SIMON BROWN: I’m chatting now with [independent analyst] Kea Nonyana. Kea, I appreciate the early morning time. We had the hospital groups on the JSE all out with results last week. Mediclinic I think had a 52-week high yesterday, although those [numbers] are relative, of course, due to the pandemic sell-off. The story for healthcare is an easy one. We are living longer, [with] technology coming through. Certainly a compelling story in that space. Is there a compelling story, however, for any of our local healthcare [stocks]?

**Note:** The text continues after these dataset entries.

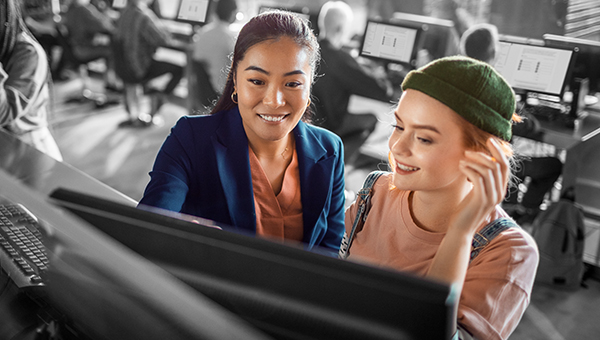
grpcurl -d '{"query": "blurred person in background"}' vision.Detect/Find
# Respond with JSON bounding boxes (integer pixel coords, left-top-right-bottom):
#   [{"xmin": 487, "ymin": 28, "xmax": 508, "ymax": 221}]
[{"xmin": 0, "ymin": 0, "xmax": 62, "ymax": 160}]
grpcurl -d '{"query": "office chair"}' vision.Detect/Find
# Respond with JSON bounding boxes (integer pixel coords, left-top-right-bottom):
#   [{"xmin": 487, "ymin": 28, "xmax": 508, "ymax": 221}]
[
  {"xmin": 110, "ymin": 38, "xmax": 158, "ymax": 126},
  {"xmin": 56, "ymin": 24, "xmax": 111, "ymax": 107},
  {"xmin": 188, "ymin": 60, "xmax": 219, "ymax": 114}
]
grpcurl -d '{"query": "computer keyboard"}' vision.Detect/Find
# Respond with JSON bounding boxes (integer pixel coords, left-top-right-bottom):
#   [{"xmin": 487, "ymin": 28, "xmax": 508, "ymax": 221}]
[{"xmin": 0, "ymin": 197, "xmax": 49, "ymax": 288}]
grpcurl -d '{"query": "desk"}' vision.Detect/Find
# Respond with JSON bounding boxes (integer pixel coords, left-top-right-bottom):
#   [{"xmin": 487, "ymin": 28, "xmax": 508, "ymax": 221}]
[
  {"xmin": 0, "ymin": 130, "xmax": 264, "ymax": 340},
  {"xmin": 0, "ymin": 129, "xmax": 137, "ymax": 205}
]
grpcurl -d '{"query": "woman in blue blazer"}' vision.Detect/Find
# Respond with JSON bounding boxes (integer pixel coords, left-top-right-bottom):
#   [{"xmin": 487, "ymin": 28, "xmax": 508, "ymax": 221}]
[{"xmin": 140, "ymin": 11, "xmax": 345, "ymax": 254}]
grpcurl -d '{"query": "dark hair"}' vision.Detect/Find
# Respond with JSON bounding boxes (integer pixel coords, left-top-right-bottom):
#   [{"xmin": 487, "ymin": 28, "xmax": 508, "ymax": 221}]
[
  {"xmin": 0, "ymin": 0, "xmax": 28, "ymax": 66},
  {"xmin": 211, "ymin": 10, "xmax": 321, "ymax": 121},
  {"xmin": 461, "ymin": 24, "xmax": 498, "ymax": 63},
  {"xmin": 215, "ymin": 0, "xmax": 237, "ymax": 22}
]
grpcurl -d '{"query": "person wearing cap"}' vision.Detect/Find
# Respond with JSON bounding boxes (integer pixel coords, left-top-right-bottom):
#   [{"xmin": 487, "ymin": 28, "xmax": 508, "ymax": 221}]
[{"xmin": 340, "ymin": 56, "xmax": 539, "ymax": 339}]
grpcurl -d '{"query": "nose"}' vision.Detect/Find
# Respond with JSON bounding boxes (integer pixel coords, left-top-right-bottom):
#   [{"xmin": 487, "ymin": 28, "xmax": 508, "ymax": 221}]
[
  {"xmin": 263, "ymin": 85, "xmax": 285, "ymax": 108},
  {"xmin": 389, "ymin": 132, "xmax": 412, "ymax": 156}
]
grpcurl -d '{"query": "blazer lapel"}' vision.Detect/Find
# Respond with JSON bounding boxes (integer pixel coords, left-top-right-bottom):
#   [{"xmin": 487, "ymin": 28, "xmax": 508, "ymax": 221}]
[
  {"xmin": 294, "ymin": 122, "xmax": 335, "ymax": 242},
  {"xmin": 212, "ymin": 108, "xmax": 256, "ymax": 231}
]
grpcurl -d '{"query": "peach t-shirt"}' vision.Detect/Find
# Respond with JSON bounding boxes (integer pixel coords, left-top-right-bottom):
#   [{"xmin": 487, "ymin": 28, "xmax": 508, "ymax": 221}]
[
  {"xmin": 249, "ymin": 148, "xmax": 304, "ymax": 241},
  {"xmin": 345, "ymin": 174, "xmax": 539, "ymax": 339}
]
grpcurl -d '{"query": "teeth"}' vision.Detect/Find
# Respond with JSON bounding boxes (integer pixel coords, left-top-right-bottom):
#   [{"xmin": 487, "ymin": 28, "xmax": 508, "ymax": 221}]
[
  {"xmin": 259, "ymin": 115, "xmax": 285, "ymax": 122},
  {"xmin": 397, "ymin": 164, "xmax": 419, "ymax": 171}
]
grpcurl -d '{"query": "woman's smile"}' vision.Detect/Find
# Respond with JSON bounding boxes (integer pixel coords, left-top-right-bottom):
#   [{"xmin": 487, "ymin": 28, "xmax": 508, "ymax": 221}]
[{"xmin": 258, "ymin": 113, "xmax": 289, "ymax": 123}]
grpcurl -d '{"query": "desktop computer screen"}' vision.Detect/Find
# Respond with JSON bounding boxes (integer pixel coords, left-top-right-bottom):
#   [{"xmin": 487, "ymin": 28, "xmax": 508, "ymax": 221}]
[
  {"xmin": 258, "ymin": 5, "xmax": 311, "ymax": 21},
  {"xmin": 111, "ymin": 0, "xmax": 127, "ymax": 9},
  {"xmin": 176, "ymin": 0, "xmax": 210, "ymax": 23},
  {"xmin": 50, "ymin": 189, "xmax": 457, "ymax": 339},
  {"xmin": 390, "ymin": 12, "xmax": 460, "ymax": 59},
  {"xmin": 360, "ymin": 20, "xmax": 421, "ymax": 66},
  {"xmin": 494, "ymin": 42, "xmax": 574, "ymax": 98}
]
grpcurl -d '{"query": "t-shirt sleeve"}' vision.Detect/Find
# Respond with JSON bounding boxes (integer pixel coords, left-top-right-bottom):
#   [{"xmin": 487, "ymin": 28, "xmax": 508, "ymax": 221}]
[{"xmin": 458, "ymin": 228, "xmax": 539, "ymax": 339}]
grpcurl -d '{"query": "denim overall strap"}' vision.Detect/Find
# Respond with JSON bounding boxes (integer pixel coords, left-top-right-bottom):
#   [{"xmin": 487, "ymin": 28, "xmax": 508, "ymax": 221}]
[
  {"xmin": 469, "ymin": 217, "xmax": 519, "ymax": 262},
  {"xmin": 338, "ymin": 171, "xmax": 386, "ymax": 259}
]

KEA NONYANA: Good morning, Simon, and good morning to your listeners. I think the Covid-19 pandemic affected hospital groups more than any other sector on our bourse, both operationally and at a cost level. I think they had to realise their strategies as well as their operational activities in order to deliver their new reality. As we’re moving further and further on from the Covid pandemic, I think they are seeing a bit of sun at the end of the tunnel.
You spoke about Mediclinic – Mediclinic remains at the top of all the three hospital groups in terms of operational efficiency and profitability.
I think one thing that is common among them, for me, during the results when I was looking, is that the South African operations are actually doing better than their offshore operation.
SIMON BROWN: Yeah. They’ve all gone offshore in various different ways. They’ve all had challenges with their offshore adventures. But [as] things are, as you point out, we are seeing people return back to hospitals for elective surgery. They’ve kind of fixed up their businesses in many a sense during the pandemic to survive that shock and local ops are coming out, looking strong and, for want of a weird phrase in healthcare, picking up ‘occupancies’ again.
KEA NONYANA: I think that’s usually a bad thing – but for them it’s a good thing. [The more] demand for Covid-19 beds starts to wane, the more they can start opening up the elective surgeries, which is their high-margin business. We’ve seen [this] in the results top-line growth from most of these, actually all of these are healthcare providers. Also with Mediclinic and Netcare, we are seeing an improved operating leverage, which shows that they were able to realign costs and really maximise return on their assets after the Covid-19 pandemic.
SIMON BROWN: We have a very small healthcare space in our market. We’ve got the three hospital groups. Aspen is in there. Do you look abroad much, perhaps [at] individual counters in the offshore market? Or perhaps we’ve got a couple of ETFs (exchange-traded funds) locally and offshore that cover healthcare, because, as I said in the intro, the story for healthcare is compelling.
KEA NONYANA: To be perfectly honest the investor space in the South African market is really limited for investors here. As you said, we have the three hospital groups plus Aspen Pharmacare and, and *** smaller pharmaceutical companies. So for me, the Sygnia healthcare ETF [Sygnia Itrix Solactive Healthcare 150 ETF] is how I’d go into navigating going offshore,
…because taking out specific counters without local knowledge, especially for retail investors, is a little bit too risky for my liking.
But as I said, I still believe that even on the local market you will be getting good value with the three hospital groups and Aspen Pharmacare.
SIMON BROWN: I take your point, and I take exactly the same. When I start looking offshore, my eyes glaze over, because there is so much out there; it’s not my core competency. So I usually jump into the ETF. There’s the Sygnia [one] and in fact a Satrix one, I think, came out. I think it was just last week that it listed as well.
We’ll leave it there. Kea Nonyana is an independent analyst, talking the healthcare stocks locally and globally.